Though I didn’t get Dad’s recipe, I developed my own over the years and it has become something of a point of pride. My son took the same path, creating a dry-rubbed barbecue that is quite different from my more traditional North Carolina-style recipe, but quite good.
Mine is a rich, hearty, calorie-filled dish to serve these days, given our current circumstances. It has the added advantage of being versatile enough to be naked on a plate or snuggled in a bun with a lively lemon-poppy-seed cole slaw and simple potato salad on the side. Additionally, a 4.5-pound roast is rarely eaten in a single sitting, so you’ll have leftovers.
Here’s how I do it.
- 1 4.5-pound Boston butt pork roast (I love the packages that read: Boston Butt Whole)
- ½ cup maple syrup
- 1 teaspoon black pepper
- 2 teaspoons paprika
- 1 teaspoon ground cumin
- 1 teaspoon hot pepper sauce
- 1/2 teaspoon ground coriander
- 1/2 cup chicken stock
- 1 cup chopped sweet onion
- 1 tablespoon chopped garlic
- 1/2 cup crushed tomatoes
- 1/4 cup apple vinegar
- 1 tablespoon canola oil
Combine the pepper, paprika, cumin, hot sauce, coriander and maple syrup in a bowl and reserve two tablespoons of it to the side. Rub what’s left evenly over the roast. Heat the canola oil in a large pan over medium heat and add the pork to the pan when the oil is hot. Cook it for 15 minutes, browning it on all sides.

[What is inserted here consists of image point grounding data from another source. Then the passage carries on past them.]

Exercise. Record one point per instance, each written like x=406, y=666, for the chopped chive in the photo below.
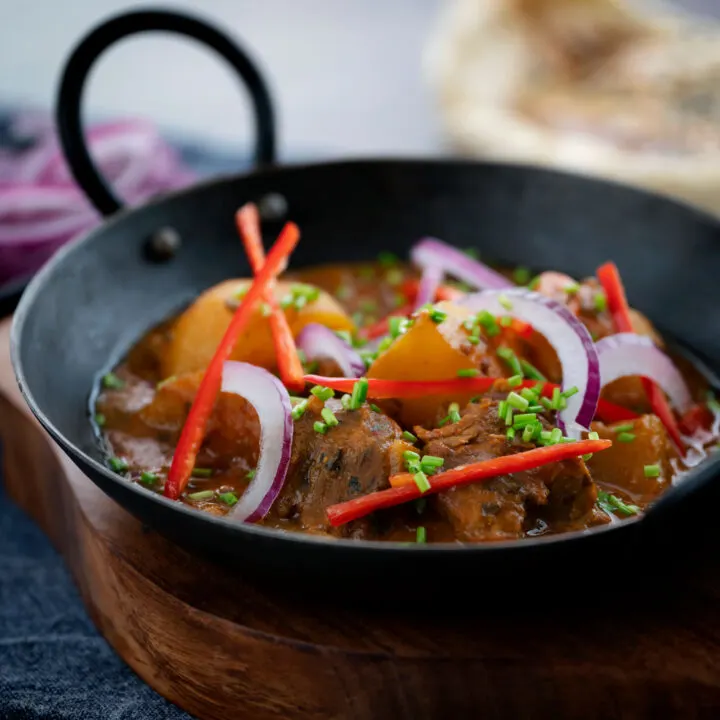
x=421, y=481
x=523, y=419
x=517, y=401
x=430, y=464
x=531, y=371
x=299, y=410
x=118, y=464
x=359, y=394
x=322, y=393
x=508, y=415
x=388, y=259
x=504, y=300
x=468, y=372
x=502, y=408
x=510, y=359
x=488, y=322
x=454, y=412
x=149, y=479
x=521, y=275
x=201, y=495
x=555, y=402
x=228, y=498
x=112, y=382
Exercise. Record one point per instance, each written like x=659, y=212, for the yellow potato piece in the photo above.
x=198, y=331
x=429, y=351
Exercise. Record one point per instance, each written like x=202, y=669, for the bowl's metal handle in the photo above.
x=77, y=68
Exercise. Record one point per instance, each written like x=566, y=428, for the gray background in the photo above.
x=346, y=74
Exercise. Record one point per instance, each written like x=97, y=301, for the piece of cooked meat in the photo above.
x=354, y=458
x=561, y=494
x=622, y=465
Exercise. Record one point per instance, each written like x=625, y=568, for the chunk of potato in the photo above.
x=622, y=465
x=198, y=331
x=432, y=351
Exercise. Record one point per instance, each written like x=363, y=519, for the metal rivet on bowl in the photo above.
x=272, y=206
x=163, y=244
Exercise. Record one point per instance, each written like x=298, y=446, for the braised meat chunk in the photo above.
x=561, y=494
x=353, y=458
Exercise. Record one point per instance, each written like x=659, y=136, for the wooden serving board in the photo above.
x=221, y=647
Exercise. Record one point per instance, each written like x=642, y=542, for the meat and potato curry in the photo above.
x=435, y=400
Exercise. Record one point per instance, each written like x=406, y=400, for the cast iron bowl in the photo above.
x=102, y=292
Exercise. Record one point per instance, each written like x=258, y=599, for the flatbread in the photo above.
x=592, y=86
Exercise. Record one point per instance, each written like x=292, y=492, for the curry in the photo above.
x=436, y=400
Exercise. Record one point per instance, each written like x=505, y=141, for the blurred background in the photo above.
x=359, y=77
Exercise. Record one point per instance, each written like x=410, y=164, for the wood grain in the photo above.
x=221, y=647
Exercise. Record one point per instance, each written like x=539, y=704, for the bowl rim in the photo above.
x=710, y=466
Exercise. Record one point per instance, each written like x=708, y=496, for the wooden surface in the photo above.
x=220, y=647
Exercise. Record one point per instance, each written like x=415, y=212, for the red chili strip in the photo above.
x=290, y=367
x=609, y=278
x=193, y=430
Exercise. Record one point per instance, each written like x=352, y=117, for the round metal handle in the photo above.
x=80, y=62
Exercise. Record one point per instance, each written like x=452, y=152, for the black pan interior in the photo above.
x=101, y=293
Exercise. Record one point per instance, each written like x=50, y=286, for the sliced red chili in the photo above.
x=290, y=367
x=193, y=430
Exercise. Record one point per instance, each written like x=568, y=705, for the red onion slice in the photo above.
x=628, y=354
x=432, y=253
x=272, y=403
x=318, y=341
x=570, y=339
x=429, y=282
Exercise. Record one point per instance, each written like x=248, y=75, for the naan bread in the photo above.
x=592, y=86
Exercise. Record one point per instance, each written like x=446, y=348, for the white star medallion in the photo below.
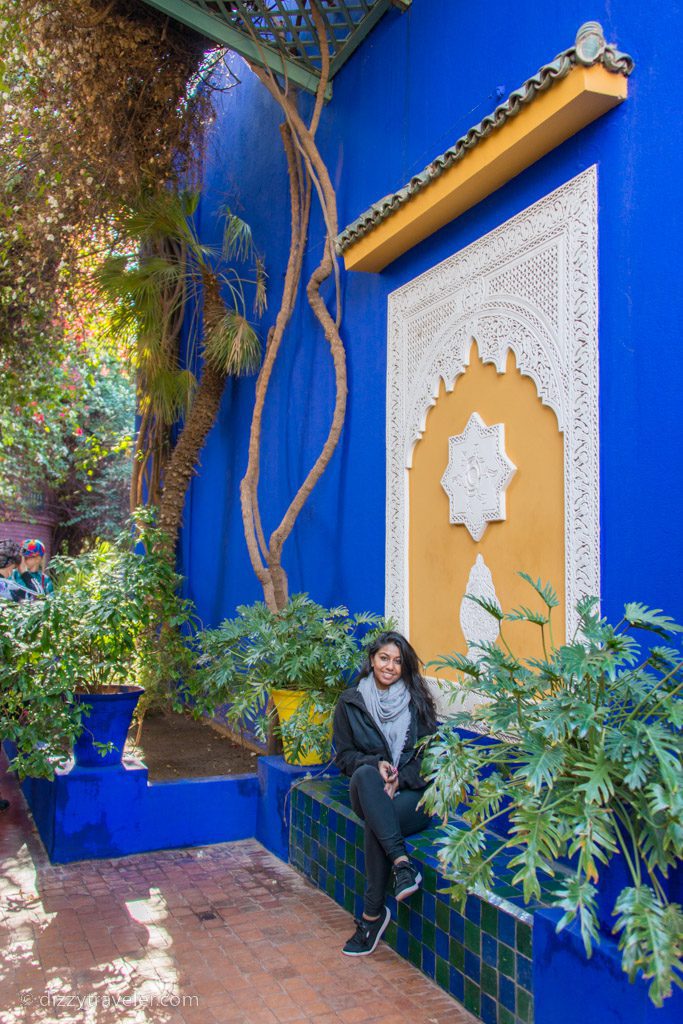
x=477, y=475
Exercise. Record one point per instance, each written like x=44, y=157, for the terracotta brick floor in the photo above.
x=220, y=934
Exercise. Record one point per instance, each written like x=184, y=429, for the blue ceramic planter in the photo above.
x=109, y=721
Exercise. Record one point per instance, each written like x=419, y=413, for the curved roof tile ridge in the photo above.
x=589, y=49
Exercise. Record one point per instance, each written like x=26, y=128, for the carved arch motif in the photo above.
x=530, y=287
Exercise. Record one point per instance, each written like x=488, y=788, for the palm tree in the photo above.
x=164, y=272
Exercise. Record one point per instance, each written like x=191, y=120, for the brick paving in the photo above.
x=219, y=935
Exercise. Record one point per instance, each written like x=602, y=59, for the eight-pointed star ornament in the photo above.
x=477, y=475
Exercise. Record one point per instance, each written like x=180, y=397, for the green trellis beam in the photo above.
x=217, y=30
x=215, y=25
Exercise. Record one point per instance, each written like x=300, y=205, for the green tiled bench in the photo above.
x=482, y=956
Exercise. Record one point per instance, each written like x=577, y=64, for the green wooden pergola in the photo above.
x=280, y=34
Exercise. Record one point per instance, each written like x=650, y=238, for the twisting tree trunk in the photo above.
x=153, y=443
x=201, y=418
x=305, y=167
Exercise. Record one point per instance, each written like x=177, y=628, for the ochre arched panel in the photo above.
x=531, y=538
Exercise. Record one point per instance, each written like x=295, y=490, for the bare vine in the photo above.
x=306, y=171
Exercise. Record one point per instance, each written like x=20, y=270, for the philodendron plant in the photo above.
x=584, y=756
x=304, y=647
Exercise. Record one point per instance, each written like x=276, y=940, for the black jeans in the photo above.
x=386, y=821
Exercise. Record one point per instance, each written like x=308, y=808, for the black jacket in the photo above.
x=357, y=741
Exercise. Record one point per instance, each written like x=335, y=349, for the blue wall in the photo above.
x=419, y=82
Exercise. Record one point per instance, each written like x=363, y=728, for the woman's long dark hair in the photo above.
x=411, y=674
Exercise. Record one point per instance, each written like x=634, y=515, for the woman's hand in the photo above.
x=390, y=776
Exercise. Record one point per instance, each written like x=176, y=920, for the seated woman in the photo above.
x=377, y=724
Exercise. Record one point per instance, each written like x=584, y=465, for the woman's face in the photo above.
x=387, y=665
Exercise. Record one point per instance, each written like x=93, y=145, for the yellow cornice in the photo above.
x=582, y=96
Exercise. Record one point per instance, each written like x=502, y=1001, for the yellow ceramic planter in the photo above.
x=287, y=702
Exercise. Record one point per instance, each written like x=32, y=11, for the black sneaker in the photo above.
x=367, y=935
x=407, y=880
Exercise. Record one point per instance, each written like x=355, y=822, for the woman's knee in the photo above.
x=364, y=783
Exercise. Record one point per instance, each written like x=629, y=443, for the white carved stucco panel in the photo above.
x=528, y=287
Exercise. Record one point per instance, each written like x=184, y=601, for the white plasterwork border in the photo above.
x=530, y=286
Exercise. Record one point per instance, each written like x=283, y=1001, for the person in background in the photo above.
x=11, y=587
x=37, y=583
x=10, y=559
x=377, y=725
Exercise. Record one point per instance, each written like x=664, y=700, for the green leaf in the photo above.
x=642, y=617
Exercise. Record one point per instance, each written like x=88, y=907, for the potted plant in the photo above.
x=302, y=657
x=39, y=727
x=584, y=761
x=111, y=625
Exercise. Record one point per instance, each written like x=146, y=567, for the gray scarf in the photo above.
x=389, y=711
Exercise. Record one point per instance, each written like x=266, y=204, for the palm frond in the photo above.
x=231, y=345
x=238, y=241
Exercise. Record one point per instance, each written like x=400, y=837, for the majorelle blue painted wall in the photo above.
x=419, y=82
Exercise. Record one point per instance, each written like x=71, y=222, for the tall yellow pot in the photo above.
x=287, y=704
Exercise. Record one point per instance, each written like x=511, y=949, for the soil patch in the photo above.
x=179, y=747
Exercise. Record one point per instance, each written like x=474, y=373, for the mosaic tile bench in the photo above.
x=481, y=957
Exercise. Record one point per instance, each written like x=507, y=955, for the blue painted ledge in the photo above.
x=94, y=813
x=600, y=991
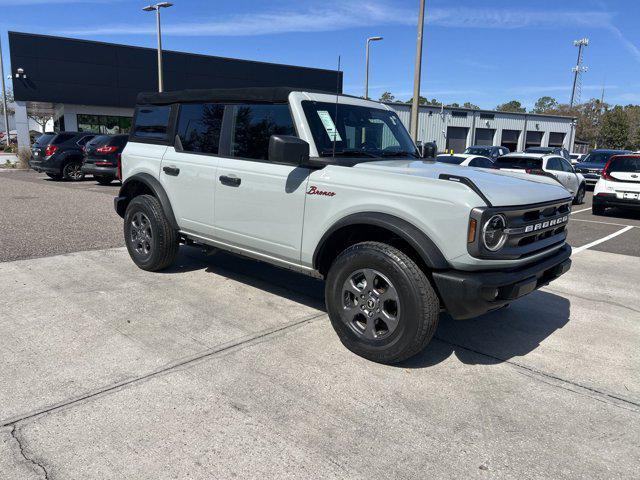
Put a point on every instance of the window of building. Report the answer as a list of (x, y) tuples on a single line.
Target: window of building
[(253, 126), (152, 122), (199, 127), (104, 124)]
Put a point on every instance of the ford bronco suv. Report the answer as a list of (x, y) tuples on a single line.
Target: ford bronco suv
[(333, 186)]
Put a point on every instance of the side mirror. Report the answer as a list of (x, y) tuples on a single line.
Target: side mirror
[(288, 150)]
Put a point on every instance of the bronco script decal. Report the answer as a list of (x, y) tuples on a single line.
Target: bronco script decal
[(313, 190)]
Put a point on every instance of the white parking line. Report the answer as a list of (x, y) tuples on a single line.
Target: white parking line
[(583, 210), (602, 240)]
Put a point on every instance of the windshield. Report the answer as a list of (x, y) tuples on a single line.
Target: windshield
[(361, 131), (478, 150), (522, 163), (452, 159)]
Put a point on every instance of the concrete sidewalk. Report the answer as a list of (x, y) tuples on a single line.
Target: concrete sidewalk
[(227, 367)]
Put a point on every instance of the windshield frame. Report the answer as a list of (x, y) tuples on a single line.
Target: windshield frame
[(320, 116)]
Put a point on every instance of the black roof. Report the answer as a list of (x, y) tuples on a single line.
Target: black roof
[(221, 95)]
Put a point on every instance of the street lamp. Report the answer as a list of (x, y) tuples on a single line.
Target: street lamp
[(157, 8), (366, 77)]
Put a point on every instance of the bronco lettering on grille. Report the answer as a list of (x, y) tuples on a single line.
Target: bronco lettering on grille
[(313, 190)]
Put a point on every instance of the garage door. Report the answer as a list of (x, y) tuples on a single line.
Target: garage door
[(484, 136), (534, 139), (510, 139), (457, 138), (556, 139)]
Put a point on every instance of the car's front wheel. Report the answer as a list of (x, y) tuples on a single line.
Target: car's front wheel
[(151, 240), (73, 171), (380, 302)]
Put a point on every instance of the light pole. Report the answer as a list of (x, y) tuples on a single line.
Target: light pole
[(416, 79), (157, 8), (366, 76)]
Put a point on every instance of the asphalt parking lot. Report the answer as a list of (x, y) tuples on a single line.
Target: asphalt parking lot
[(224, 367)]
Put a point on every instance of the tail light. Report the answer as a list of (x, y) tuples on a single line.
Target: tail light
[(605, 173), (50, 150), (107, 149)]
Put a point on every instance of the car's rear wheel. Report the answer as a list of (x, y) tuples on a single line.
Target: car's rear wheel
[(151, 240), (579, 198), (380, 302), (103, 180), (73, 171)]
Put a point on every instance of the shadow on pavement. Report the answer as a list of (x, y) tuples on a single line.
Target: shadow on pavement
[(490, 339)]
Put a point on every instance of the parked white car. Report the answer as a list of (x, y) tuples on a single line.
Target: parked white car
[(553, 166), (333, 186), (619, 185), (465, 160)]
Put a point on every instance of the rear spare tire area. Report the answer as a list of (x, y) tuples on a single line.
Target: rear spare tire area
[(381, 304), (151, 240)]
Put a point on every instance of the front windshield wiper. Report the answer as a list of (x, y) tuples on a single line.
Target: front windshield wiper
[(348, 153)]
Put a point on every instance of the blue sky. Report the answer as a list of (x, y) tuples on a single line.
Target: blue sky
[(483, 51)]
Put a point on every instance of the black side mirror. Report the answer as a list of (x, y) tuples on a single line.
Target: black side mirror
[(288, 150), (429, 150)]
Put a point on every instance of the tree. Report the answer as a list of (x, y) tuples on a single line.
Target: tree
[(615, 128), (512, 106), (545, 104)]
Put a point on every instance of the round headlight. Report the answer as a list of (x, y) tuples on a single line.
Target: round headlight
[(493, 233)]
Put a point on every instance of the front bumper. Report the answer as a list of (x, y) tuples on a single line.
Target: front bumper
[(469, 294), (611, 200), (92, 169)]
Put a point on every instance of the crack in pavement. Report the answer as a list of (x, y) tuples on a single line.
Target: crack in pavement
[(38, 466), (613, 399), (242, 341)]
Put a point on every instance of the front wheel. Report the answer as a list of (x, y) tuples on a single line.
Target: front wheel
[(151, 240), (381, 303), (73, 171)]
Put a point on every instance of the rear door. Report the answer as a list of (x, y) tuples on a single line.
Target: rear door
[(189, 167)]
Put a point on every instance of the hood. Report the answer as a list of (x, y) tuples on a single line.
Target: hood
[(501, 188)]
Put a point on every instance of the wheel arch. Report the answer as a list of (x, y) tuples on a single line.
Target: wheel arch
[(368, 226), (144, 184)]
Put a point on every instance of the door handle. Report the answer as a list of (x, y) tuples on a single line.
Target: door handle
[(173, 171), (230, 180)]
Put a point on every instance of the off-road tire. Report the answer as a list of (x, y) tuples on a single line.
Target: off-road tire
[(419, 307), (163, 241), (71, 171), (103, 180), (579, 198)]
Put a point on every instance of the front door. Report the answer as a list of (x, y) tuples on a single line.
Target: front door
[(259, 205)]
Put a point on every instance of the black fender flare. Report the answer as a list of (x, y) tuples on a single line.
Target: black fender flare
[(128, 191), (416, 238)]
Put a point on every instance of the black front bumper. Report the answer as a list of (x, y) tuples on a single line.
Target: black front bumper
[(469, 294), (91, 169), (611, 200)]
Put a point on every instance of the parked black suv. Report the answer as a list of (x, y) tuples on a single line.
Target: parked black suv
[(60, 155), (101, 157)]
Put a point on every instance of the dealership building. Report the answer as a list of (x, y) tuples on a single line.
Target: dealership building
[(92, 86)]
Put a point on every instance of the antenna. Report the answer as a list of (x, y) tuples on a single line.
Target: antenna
[(335, 123)]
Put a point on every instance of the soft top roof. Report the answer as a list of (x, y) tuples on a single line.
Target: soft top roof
[(219, 95)]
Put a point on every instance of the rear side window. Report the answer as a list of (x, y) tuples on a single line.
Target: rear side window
[(62, 137), (199, 127), (152, 122), (253, 125), (519, 163), (625, 164)]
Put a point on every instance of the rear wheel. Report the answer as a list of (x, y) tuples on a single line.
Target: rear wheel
[(381, 303), (73, 171), (151, 240)]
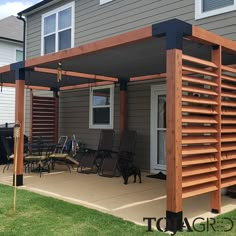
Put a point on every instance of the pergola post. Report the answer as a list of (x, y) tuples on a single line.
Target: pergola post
[(216, 195), (174, 213), (19, 119), (56, 96), (123, 105)]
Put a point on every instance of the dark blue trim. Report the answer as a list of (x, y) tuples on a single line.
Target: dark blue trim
[(29, 9), (123, 84), (19, 68), (174, 30)]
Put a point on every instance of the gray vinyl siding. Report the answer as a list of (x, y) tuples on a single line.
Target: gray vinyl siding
[(94, 22)]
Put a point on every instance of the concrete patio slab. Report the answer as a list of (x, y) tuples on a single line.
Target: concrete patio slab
[(132, 202)]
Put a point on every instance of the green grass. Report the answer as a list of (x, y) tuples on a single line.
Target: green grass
[(45, 216)]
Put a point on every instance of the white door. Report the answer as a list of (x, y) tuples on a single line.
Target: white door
[(158, 129)]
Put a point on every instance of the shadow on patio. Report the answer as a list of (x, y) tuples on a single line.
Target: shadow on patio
[(132, 202)]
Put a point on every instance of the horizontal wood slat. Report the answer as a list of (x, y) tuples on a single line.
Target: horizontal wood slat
[(198, 139), (193, 89), (228, 182), (199, 119), (228, 94), (198, 149), (199, 189), (229, 69), (198, 159), (199, 61), (228, 164), (227, 173), (198, 130), (229, 78), (198, 71), (197, 80), (199, 100), (199, 110), (228, 138), (198, 179)]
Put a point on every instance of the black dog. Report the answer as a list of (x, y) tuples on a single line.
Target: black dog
[(127, 169)]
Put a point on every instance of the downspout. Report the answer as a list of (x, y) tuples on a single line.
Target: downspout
[(19, 17)]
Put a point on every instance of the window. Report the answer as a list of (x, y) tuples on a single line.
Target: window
[(206, 8), (19, 55), (101, 107), (104, 1), (58, 29)]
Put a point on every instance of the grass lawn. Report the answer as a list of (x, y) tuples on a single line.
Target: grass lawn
[(45, 216)]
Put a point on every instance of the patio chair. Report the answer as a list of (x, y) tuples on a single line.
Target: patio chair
[(38, 158), (64, 152), (126, 153), (92, 159)]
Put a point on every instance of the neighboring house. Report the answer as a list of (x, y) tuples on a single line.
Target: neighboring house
[(11, 50)]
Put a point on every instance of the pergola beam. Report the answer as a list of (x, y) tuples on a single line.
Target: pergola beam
[(87, 85), (76, 74)]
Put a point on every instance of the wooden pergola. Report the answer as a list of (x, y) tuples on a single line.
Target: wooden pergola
[(201, 100)]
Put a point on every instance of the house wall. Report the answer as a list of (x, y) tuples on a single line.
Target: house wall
[(94, 22), (74, 118), (7, 95)]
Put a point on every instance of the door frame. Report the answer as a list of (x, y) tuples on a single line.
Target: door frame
[(161, 88)]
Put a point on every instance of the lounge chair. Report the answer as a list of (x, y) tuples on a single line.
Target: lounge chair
[(126, 153), (92, 159)]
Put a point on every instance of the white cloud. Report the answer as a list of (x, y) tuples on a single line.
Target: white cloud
[(12, 8)]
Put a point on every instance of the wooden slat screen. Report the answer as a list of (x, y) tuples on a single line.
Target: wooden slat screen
[(43, 118), (228, 159), (200, 138)]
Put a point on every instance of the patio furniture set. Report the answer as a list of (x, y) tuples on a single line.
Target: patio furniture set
[(40, 157)]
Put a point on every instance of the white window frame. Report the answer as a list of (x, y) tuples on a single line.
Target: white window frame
[(104, 1), (19, 49), (105, 126), (56, 11), (199, 14)]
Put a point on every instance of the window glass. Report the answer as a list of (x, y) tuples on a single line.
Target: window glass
[(101, 116), (64, 19), (64, 39), (50, 24), (19, 55), (101, 97), (49, 44)]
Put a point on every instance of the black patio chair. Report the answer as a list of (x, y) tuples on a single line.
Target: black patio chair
[(111, 166), (93, 159), (64, 153)]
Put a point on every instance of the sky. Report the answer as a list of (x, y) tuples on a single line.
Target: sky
[(12, 7)]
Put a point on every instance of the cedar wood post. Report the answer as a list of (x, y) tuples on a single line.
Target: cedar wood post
[(56, 97), (173, 30), (19, 117), (174, 139), (123, 105), (216, 195)]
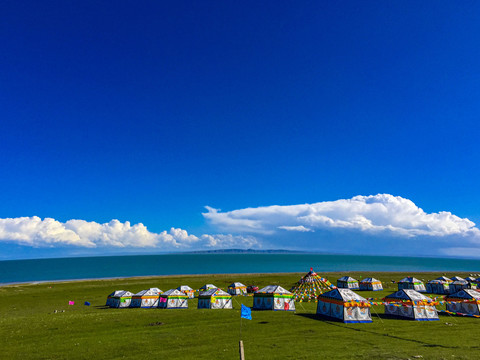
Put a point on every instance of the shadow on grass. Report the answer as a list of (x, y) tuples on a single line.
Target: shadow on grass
[(363, 330)]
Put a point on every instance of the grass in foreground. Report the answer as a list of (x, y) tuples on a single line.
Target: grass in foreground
[(30, 329)]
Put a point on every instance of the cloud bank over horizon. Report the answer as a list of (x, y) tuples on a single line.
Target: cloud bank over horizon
[(377, 224)]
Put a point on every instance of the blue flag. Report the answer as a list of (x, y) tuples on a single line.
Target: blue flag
[(246, 312)]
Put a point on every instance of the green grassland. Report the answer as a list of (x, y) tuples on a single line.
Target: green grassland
[(31, 329)]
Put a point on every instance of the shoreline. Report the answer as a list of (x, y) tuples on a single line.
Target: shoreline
[(146, 277)]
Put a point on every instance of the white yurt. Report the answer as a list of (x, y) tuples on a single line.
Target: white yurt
[(438, 287), (146, 298), (410, 304), (411, 283), (187, 290), (119, 299), (347, 282), (173, 299), (371, 284), (465, 301), (237, 288), (215, 299), (344, 305), (273, 297)]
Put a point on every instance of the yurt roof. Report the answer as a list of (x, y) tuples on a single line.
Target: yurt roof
[(273, 289), (212, 292), (342, 294), (184, 288), (347, 279), (407, 294), (173, 292), (465, 294)]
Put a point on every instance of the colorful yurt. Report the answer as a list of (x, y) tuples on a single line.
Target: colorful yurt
[(173, 299), (207, 287), (119, 299), (187, 290), (237, 288), (411, 283), (371, 284), (273, 297), (458, 285), (310, 286), (466, 301), (438, 287), (410, 304), (347, 282), (214, 299), (344, 305), (146, 298)]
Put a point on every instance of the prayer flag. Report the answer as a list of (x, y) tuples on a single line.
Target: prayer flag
[(246, 312)]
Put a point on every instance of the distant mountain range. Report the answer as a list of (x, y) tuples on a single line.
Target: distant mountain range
[(245, 251)]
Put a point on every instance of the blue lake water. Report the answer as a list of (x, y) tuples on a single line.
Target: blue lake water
[(178, 264)]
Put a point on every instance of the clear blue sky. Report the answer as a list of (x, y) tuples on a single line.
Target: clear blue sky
[(148, 111)]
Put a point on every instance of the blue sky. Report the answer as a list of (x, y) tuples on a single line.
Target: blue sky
[(147, 112)]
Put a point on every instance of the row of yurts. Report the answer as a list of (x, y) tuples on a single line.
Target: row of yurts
[(336, 303)]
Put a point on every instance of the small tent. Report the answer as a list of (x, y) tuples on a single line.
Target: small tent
[(273, 297), (237, 288), (310, 286), (187, 290), (146, 298), (458, 285), (173, 299), (119, 299), (344, 305), (347, 282), (207, 287), (411, 283), (214, 299), (371, 284), (438, 287), (410, 304), (466, 301)]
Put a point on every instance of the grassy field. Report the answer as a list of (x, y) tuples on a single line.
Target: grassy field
[(31, 329)]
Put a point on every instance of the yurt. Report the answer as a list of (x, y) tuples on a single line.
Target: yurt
[(146, 298), (466, 301), (411, 283), (119, 299), (237, 288), (207, 287), (187, 290), (410, 304), (347, 282), (458, 285), (173, 299), (344, 305), (214, 299), (273, 297), (438, 287), (371, 284), (310, 286)]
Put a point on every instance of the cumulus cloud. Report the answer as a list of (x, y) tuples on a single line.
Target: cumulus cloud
[(376, 214), (33, 231)]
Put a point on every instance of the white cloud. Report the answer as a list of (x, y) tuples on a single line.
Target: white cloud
[(382, 213), (33, 231)]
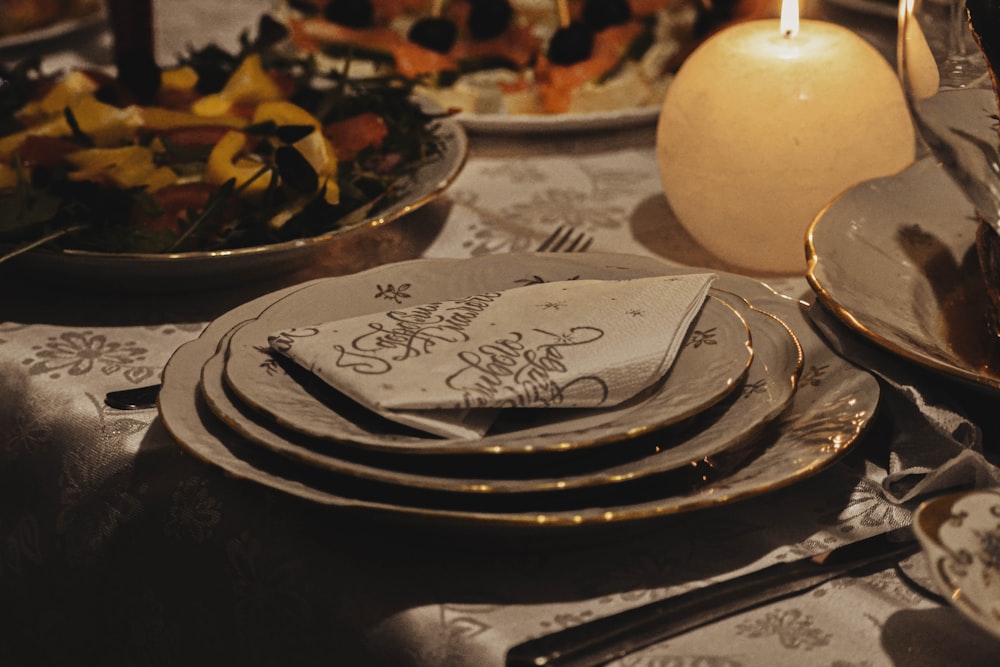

Put the roast into a large slow cooker. (You should always put the pork into the cooker first-thing, to make sure it fits. This roast nearly didn’t and I had to cut a bit off.)
After removing the roast, add the onion and garlic to the hot pan with the remaining oil and sauté it for three minutes. Add the stock and take the pan off the heat. Stir in the two tablespoons of the spice mixture with vinegar and pour it all over the roast in the crockpot. Cook it for eight hours until it is tender.
Remove the pork from the pot and let it cool for 20 minutes, then skim the fat from the liquid it was cooked in. Or you can simply refrigerate it and more easily take the chilled fat off the top. Reserve a cup of the liquid. Shred the pork and discard the bone and fat. Add enough of the cooking liquid to keep it moist and toss it with the shredded meat.
You can eat the barbecue this way or top it with your own mustard- or tomato-based sauce.